The researchers identified 458 genes with mutations that change the coding regions (the parts that contain the instructions to make proteins), including mutations in two genes that are frequently mutated in human cancers. The researchers are now planning to build on this work and explore further how this cancer evades detection by the devil immune system.
“We still don’t know how the cancer is able to spread without eliciting an immune response,” says Elizabeth. “We’d like to understand this more, ultimately so that we can work to develop vaccines and therapies that could help with conservation.”
“Cancers that transmit through populations are obviously incredibly rare, but we should use the Tasmanian devil example to understand the process to be prepared in the extremely unlikely event that such an epidemic ever occurs in humans,” says Professor Mike Stratton, senior author and Director of the Wellcome Trust Sanger Institute.

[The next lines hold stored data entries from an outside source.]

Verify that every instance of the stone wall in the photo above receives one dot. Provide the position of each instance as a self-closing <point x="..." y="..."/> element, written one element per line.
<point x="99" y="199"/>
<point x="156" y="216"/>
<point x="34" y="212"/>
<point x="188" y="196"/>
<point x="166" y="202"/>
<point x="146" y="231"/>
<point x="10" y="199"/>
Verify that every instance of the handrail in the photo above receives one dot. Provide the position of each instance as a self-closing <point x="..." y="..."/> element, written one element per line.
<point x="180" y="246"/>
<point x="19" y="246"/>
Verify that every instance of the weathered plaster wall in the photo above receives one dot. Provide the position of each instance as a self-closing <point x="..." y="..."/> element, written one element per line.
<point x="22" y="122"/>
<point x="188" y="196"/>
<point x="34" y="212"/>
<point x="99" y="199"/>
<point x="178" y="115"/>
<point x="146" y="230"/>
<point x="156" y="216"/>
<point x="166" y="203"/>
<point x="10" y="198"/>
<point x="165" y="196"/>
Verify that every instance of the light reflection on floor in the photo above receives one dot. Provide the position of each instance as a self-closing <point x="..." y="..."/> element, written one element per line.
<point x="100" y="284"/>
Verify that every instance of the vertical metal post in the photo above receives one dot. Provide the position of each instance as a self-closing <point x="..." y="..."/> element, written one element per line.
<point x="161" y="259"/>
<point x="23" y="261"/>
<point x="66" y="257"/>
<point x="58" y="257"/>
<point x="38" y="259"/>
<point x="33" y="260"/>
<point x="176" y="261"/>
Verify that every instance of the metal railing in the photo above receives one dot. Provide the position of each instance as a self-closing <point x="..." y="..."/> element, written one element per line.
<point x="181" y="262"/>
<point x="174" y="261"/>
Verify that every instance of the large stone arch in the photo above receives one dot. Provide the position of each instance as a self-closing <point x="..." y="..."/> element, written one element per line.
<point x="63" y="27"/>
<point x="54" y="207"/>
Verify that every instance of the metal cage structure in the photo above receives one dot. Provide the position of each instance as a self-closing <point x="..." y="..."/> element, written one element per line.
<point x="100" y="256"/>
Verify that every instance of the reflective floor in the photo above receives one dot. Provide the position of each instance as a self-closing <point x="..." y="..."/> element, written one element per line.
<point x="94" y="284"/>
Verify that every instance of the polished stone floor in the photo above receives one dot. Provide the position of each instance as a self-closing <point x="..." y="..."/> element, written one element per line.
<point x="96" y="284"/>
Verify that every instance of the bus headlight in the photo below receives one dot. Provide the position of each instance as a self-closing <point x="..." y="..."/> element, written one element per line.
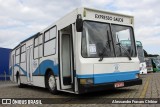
<point x="137" y="76"/>
<point x="86" y="81"/>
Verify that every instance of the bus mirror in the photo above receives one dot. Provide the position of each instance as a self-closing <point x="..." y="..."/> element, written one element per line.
<point x="79" y="23"/>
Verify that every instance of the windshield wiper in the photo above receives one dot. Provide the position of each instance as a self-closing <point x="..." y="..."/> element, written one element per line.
<point x="127" y="53"/>
<point x="101" y="54"/>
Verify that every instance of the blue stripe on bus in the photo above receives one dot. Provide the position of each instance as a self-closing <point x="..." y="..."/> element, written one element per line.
<point x="46" y="64"/>
<point x="111" y="77"/>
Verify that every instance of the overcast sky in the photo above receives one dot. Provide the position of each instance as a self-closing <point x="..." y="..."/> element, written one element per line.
<point x="20" y="19"/>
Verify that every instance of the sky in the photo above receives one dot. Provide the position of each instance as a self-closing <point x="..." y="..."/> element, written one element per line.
<point x="20" y="19"/>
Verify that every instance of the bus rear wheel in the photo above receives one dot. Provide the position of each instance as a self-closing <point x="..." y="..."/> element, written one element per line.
<point x="51" y="83"/>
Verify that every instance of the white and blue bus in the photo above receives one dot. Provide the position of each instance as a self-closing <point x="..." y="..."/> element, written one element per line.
<point x="79" y="53"/>
<point x="127" y="44"/>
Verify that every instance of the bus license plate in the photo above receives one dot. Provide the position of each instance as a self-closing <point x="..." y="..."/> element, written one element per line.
<point x="119" y="84"/>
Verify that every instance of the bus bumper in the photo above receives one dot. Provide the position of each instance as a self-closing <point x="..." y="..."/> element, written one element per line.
<point x="106" y="86"/>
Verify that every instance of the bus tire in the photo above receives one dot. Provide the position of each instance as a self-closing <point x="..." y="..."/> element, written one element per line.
<point x="20" y="85"/>
<point x="51" y="83"/>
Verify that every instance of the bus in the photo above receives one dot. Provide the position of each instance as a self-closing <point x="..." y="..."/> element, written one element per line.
<point x="79" y="53"/>
<point x="143" y="68"/>
<point x="155" y="64"/>
<point x="127" y="44"/>
<point x="149" y="64"/>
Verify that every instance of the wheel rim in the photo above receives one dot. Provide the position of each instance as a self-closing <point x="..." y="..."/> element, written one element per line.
<point x="51" y="82"/>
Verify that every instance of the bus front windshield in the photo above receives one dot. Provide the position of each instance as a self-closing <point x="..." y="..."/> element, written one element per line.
<point x="97" y="39"/>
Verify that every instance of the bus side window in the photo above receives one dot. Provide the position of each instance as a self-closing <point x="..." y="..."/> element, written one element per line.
<point x="36" y="48"/>
<point x="23" y="53"/>
<point x="50" y="42"/>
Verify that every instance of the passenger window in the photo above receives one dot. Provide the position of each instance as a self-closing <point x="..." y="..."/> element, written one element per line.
<point x="46" y="35"/>
<point x="52" y="33"/>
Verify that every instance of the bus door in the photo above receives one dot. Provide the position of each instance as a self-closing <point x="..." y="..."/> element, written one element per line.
<point x="29" y="62"/>
<point x="66" y="58"/>
<point x="13" y="63"/>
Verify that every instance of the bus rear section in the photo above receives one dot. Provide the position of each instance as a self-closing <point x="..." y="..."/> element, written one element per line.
<point x="104" y="62"/>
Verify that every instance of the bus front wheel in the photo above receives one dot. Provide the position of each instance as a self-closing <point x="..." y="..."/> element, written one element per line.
<point x="51" y="83"/>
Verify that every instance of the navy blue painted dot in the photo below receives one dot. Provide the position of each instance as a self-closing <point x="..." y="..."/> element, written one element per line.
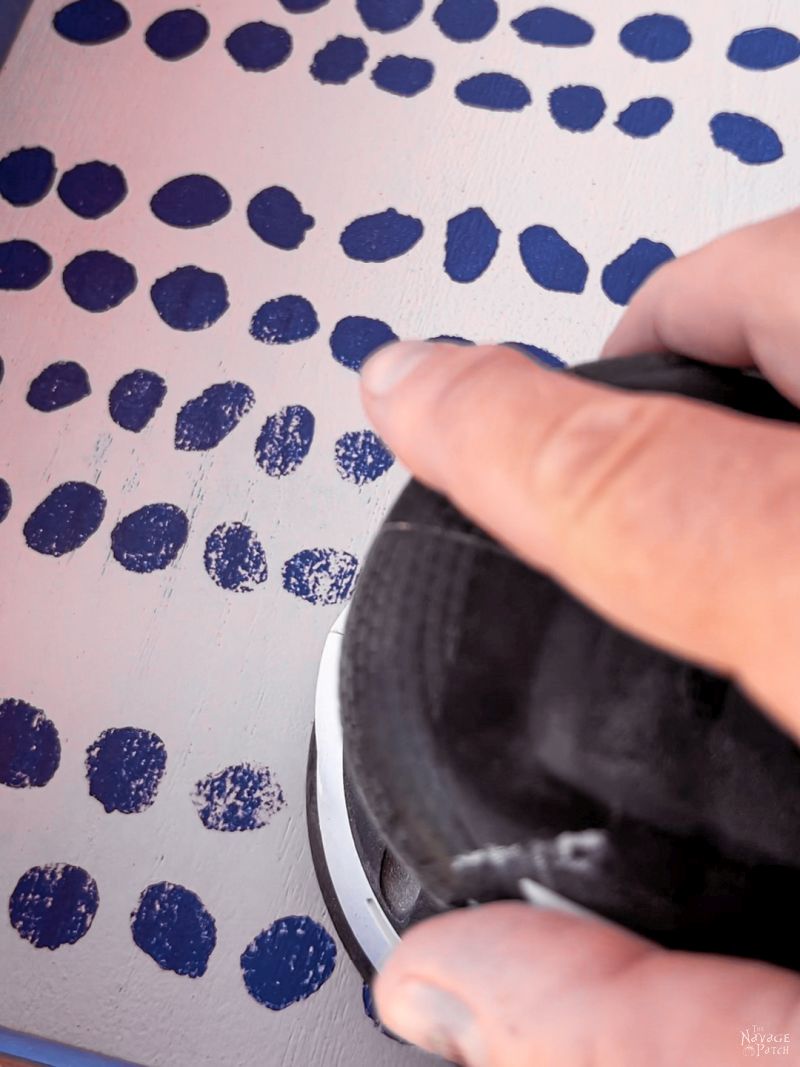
<point x="288" y="961"/>
<point x="577" y="108"/>
<point x="22" y="265"/>
<point x="276" y="216"/>
<point x="376" y="238"/>
<point x="98" y="281"/>
<point x="285" y="440"/>
<point x="470" y="245"/>
<point x="553" y="27"/>
<point x="27" y="175"/>
<point x="190" y="298"/>
<point x="495" y="92"/>
<point x="92" y="21"/>
<point x="53" y="905"/>
<point x="193" y="200"/>
<point x="321" y="576"/>
<point x="645" y="117"/>
<point x="339" y="60"/>
<point x="284" y="320"/>
<point x="58" y="386"/>
<point x="177" y="33"/>
<point x="207" y="419"/>
<point x="657" y="38"/>
<point x="136" y="398"/>
<point x="30" y="750"/>
<point x="259" y="46"/>
<point x="361" y="457"/>
<point x="124" y="767"/>
<point x="65" y="520"/>
<point x="749" y="139"/>
<point x="93" y="189"/>
<point x="623" y="275"/>
<point x="402" y="75"/>
<point x="242" y="797"/>
<point x="552" y="261"/>
<point x="174" y="927"/>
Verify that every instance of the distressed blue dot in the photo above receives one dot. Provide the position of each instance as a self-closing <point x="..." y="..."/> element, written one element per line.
<point x="27" y="175"/>
<point x="276" y="216"/>
<point x="657" y="38"/>
<point x="242" y="797"/>
<point x="125" y="767"/>
<point x="623" y="275"/>
<point x="177" y="33"/>
<point x="470" y="244"/>
<point x="150" y="538"/>
<point x="98" y="281"/>
<point x="339" y="60"/>
<point x="172" y="925"/>
<point x="258" y="46"/>
<point x="136" y="398"/>
<point x="53" y="905"/>
<point x="402" y="75"/>
<point x="190" y="298"/>
<point x="193" y="200"/>
<point x="750" y="140"/>
<point x="552" y="261"/>
<point x="494" y="92"/>
<point x="288" y="961"/>
<point x="284" y="320"/>
<point x="30" y="750"/>
<point x="65" y="520"/>
<point x="321" y="576"/>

This paper also contains the first evidence for natural selection operating on the cancer. When the team compared the genetic profiles of 104 devil tumours from across Tasmania, they found that the cancer had diverged into several genetically distinct subtypes during its spread across the island. On an isolated peninsula on the south-east coast, however, they found that one type of tumour had become progressively more dominant, suggesting that it had acquired a selective advantage.
Tasmanian devil facial tumour disease was first seen on the island of Tasmania in 1996 and has spread widely since. As a result, the Tasmanian devil is at risk of extinction, and is on the red list of the International Union for the Conservation of Nature and Natural Resources.